Wednesday, January 31, 2018

Gym crowds got you down? Feel the burn outdoors instead.

“Merry and bright” is fun, but I also appreciate the “clean and crisp” of a new year — especially when a restful quiet settles over everything in a thick blanket of snow.

Well, I enjoy the quiet until I head to gym, anyway. That place is anything but chill during these early months. Resolutions to get in shape are admirable; I just wish everyone wasn’t making them all at the same time. After the holidays I was dreading returning to the place where I had seen two people trying to use the same exercise bike. Then I looked out the window.

There wasn’t much snow on the ground, but it would be enough to ski on.

I’m an alpine skier (or, as nordic skiers have called me, “lift dependent”), but I remember from my days as a free-heeler that nothing is a better workout that cross-country skiing.  While competing in the Olympic biathlon, cross-country athletes will race along at speeds upwards of 8 mph and burn about 900 calories an hour. Even at a casual cruising speed of 2.5 mph, cross-country skiing burns about 400 calories an hour, according to a calorie chart put out by Snowsports Industries America.

But I had a problem: My super-skinny skis are still in the barn at my parent’s house in the foothills outside of Loveland. (When there was snow and no time to head up Interstate 70, we would skate around the meadows nearby.) Fort Collins City Park was the destination my daughter and I had in mind when we bundled up and headed out to rent some gear at a nearby sporting goods store. (During a snowy winter, nordic skiers make tracks on local golf courses and parks, providing a convenient workout.) But we weren’t the first people with the idea, and there weren’t any cross-country skis left at Jax.

Luckily my 10-year-old spotted the snowshoes. We wouldn’t be covering the same distances, but snowshoeing requires no previous experience and allows you to travel through terrain that may be unsuitable for skis. It also burns roughly 500 calories an hour — about the same as putting in the highest level of effort on a downhill resort slope.

We had a winner. Now all we needed was some snow.

Racing an early-setting sun, we headed up the Poudre Canyon to a different city park. Gateway Natural Area is on the site of the city’s old water filtration plant. It’s now a grassy picnic area, where the North Fork of the Poudre River joins the main Poudre River, with a network of trails.

The city waves the usual $6 parking fee here in the winter months, and the park was empty except for a couple fishermen braving the cold water. Neve and I enjoyed clomping along the grassy areas and watching ducks on the sections of the river not yet covered with ice, but we were short on both daylight and snow.

The next morning we headed back up the canyon in search of a snowshoeable amount of snow. Our efforts were rewarded on Cameron Pass, where several feet of snow and an empty parking lot greeted us.

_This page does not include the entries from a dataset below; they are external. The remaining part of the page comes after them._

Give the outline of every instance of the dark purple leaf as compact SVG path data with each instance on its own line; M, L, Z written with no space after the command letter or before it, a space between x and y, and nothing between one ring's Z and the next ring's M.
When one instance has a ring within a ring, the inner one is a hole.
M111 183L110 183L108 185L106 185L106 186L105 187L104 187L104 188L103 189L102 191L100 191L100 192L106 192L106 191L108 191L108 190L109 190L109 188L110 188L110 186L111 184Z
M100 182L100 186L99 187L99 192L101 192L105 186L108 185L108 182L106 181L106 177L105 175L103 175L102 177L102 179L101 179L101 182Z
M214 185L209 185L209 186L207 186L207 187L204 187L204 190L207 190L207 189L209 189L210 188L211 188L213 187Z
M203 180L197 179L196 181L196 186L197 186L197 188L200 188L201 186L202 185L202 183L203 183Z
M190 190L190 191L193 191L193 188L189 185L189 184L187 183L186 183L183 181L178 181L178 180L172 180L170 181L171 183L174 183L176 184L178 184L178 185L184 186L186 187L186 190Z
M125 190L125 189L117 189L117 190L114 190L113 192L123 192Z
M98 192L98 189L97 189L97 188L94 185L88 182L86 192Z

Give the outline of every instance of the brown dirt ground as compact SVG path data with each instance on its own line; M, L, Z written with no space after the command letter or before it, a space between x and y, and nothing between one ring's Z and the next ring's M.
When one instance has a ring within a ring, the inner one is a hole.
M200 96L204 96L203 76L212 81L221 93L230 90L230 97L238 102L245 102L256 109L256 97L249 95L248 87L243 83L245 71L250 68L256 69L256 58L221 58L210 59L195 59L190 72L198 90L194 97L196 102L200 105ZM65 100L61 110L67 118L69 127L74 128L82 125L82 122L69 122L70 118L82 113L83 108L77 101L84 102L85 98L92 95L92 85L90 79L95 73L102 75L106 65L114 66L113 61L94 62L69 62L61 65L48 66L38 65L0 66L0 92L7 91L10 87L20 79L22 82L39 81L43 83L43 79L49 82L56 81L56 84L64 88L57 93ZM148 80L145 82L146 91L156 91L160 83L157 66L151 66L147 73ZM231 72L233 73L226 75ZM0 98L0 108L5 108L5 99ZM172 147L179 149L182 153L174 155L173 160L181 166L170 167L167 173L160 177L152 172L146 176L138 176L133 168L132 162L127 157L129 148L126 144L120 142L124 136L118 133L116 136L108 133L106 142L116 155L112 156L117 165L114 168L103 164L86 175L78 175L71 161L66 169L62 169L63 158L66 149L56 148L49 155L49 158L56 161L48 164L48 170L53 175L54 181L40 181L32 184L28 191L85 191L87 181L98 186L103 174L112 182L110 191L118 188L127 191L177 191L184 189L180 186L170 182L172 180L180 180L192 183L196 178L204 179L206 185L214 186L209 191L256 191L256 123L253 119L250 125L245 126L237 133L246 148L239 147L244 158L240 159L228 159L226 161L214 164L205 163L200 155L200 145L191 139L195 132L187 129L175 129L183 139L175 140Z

While the Blue Lake Trail was pretty packed down, we could sink our snowshoes into deep powder everywhere else. Neve and I did just that, enjoying the fresh air, the exercise and most of all the scenery of frosted trees and peaks.

After about an hour, we made our way across an unbroken meadow of snow to sit on a fallen tree and share a piece of apple pie. We asked ourselves why we give up our hiking habit in the winter and decided we should buy snowshoes.

Mostly we soaked up the silence, which was only briefly interrupted by the gentle pouf of snow falling from the trees to the ground below.

Neither one of us thought about how much pie we had eaten. After all, it would only take us about a half hour on the trail to work it off.